A Cross Modal Knowledge Distillation & Data Augmentation Recipe for Improving Transcriptomics Representations through Morphological Features
Ihab Bendidi, Yassir El Mesbahi, Alisandra K. Denton, Karush Suri, Kian Kenyon-Dean, Auguste Genovesio, Emmanuel Noutahi
TL;DR
This work tackles the scarcity of fully paired multimodal data by learning from weakly paired transcriptomics and microscopy samples to enrich transcriptomic representations with morphological cues. It introduces Semi-Clipped, a CLIP-inspired cross-modal distillation framework with frozen image encoders and trainable transcriptomics adapters, and PEA, a biologically grounded perturbation embedding augmentation that reuses batch-correction ideas. Across extensive out-of-distribution evaluations (HUVEC-KO, LINCS, SC-RPE1), Semi-Clipped with PEA achieves state-of-the-art Known Biological Relationship Recall while preserving transcriptomic interpretability, and ablations demonstrate the complementary, synergistic benefits of combining these approaches.

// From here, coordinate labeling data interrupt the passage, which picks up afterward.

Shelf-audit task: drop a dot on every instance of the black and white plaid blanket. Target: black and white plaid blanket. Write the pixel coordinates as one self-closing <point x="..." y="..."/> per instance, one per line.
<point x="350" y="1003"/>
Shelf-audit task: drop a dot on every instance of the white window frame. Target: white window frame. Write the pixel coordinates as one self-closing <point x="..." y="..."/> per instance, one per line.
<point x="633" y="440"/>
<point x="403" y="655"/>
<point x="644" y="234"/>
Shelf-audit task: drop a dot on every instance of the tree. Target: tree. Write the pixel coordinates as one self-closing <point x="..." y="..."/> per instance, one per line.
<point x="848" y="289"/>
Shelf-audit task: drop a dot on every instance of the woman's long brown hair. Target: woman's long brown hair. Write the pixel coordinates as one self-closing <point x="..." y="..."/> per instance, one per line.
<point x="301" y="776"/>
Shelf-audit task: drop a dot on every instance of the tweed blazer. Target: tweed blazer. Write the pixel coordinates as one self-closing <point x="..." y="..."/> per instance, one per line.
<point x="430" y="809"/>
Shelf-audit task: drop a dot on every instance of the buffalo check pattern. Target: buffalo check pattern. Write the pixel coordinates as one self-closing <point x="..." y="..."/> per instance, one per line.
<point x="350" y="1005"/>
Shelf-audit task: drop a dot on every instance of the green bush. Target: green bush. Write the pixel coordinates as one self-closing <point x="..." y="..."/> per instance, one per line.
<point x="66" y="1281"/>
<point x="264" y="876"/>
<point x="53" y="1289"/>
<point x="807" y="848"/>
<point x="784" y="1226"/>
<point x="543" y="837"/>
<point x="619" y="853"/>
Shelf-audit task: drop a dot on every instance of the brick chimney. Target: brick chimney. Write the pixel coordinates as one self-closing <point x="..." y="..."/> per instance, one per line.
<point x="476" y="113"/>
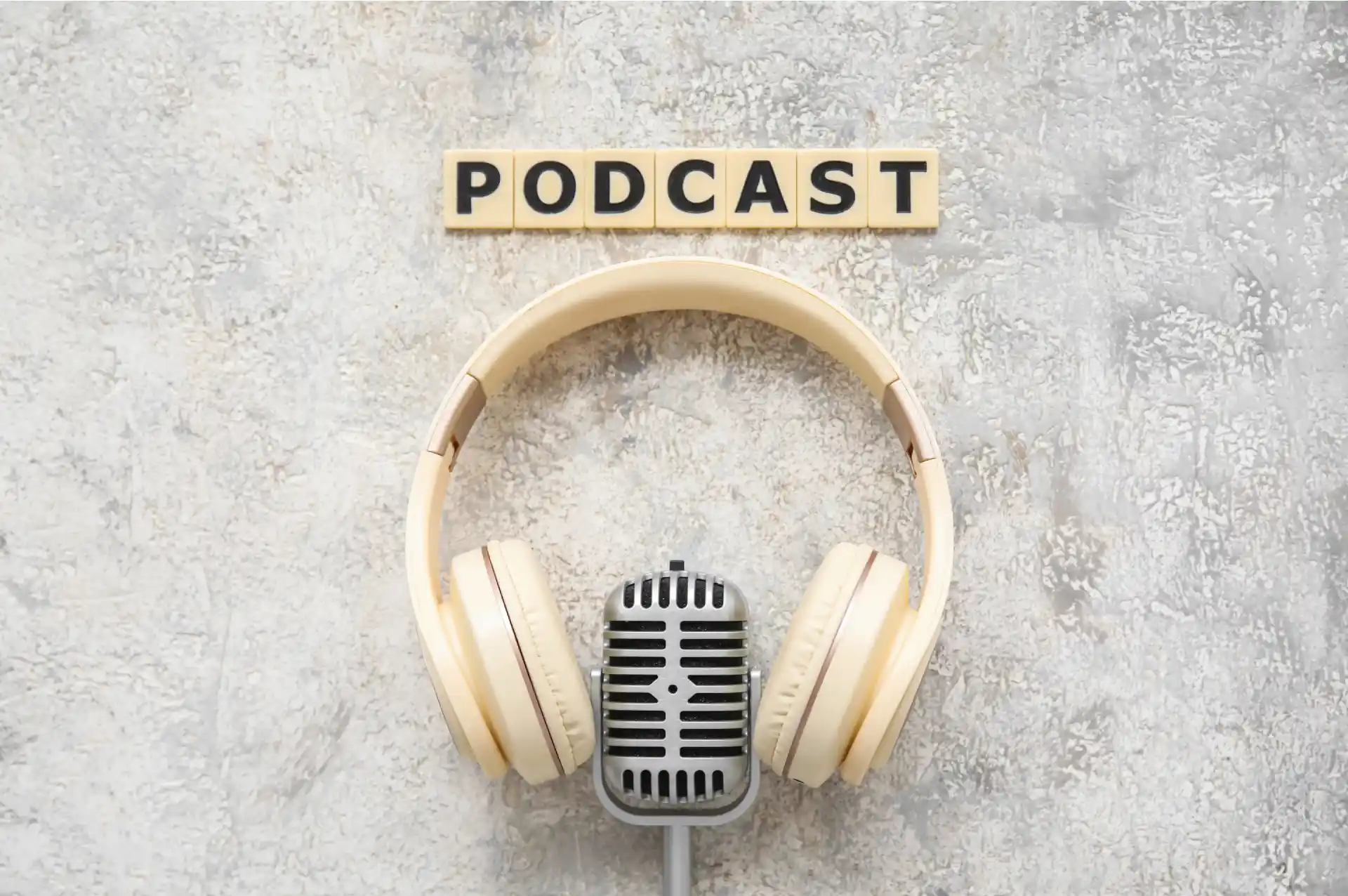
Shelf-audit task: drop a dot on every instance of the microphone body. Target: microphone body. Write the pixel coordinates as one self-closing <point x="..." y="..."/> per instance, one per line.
<point x="674" y="701"/>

The method is efficient (training on 1.3 million weakly paired samples in about 19 hours on a single H100) and yields richer, more actionable transcriptomics representations for drug discovery and cellular phenotyping.
Abstract
Understanding cellular responses to stimuli is crucial for biological discovery and drug development. Transcriptomics provides interpretable, gene-level insights, while microscopy imaging offers rich predictive features but is harder to interpret. Weakly paired datasets, where samples share biological states, enable multimodal learning but are scarce, limiting their utility for training and multimodal inference. We propose a framework to enhance transcriptomics by distilling knowledge from microscopy images. Using weakly paired data, our method aligns and binds modalities, enriching gene expression representations with morphological information. To address data scarcity, we introduce (1) Semi-Clipped, an adaptation of CLIP for cross-modal distillation using pretrained foundation models, achieving state-of-the-art results, and (2) PEA (Perturbation Embedding Augmentation), a novel augmentation technique that enhances transcriptomics data while preserving inherent biological information. These strategies improve the predictive power and retain the interpretability of transcriptomics, enabling rich unimodal representations for complex biological tasks.